If you’re looking for the opportunity to buy a house at a discounted rate, you might have come across the concept of real estate owned (REO) properties.
For many buyers, REO properties can be the perfect fit for what they and their families are looking for in a new home.
Interested in learning more?
If so, let’s talk about exactly what REO properties are, how they work, and what you can do to successfully find yourself in an REO home at a great deal.
What are Real Estate Owned Properties?
An REO property, also known as bank-owned property, is a property that has reverted to the mortgage lender after the home fails to sell at a foreclosure auction.
After the bank takes control of these properties, they’re usually pretty quick to move the process of selling the property along. The bank will handle any eviction proceedings if necessary, perform repairs, and pay off whatever tax liens might still remain on the property.
REO properties are pretty common in the housing market because most of the properties up for sale at these auctions are worth less than the total amount owed to the bank.

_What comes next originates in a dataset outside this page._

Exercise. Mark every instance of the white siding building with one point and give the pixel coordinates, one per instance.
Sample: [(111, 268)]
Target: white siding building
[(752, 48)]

A whole flock of buyers is usually lined up to bid on them because the minimum bid starts at an equal value to the outstanding loan amount, the accrued interest, and any other fees associated with the foreclosure.
If you’re a real estate investor, you’d be wise to go after these properties. Banks just aren’t typically in the business of owning homes and as a result, you’ll likely find some awesome discounts to their market values.
Now, what all does it take to find yourself signing the paperwork to secure an REO home?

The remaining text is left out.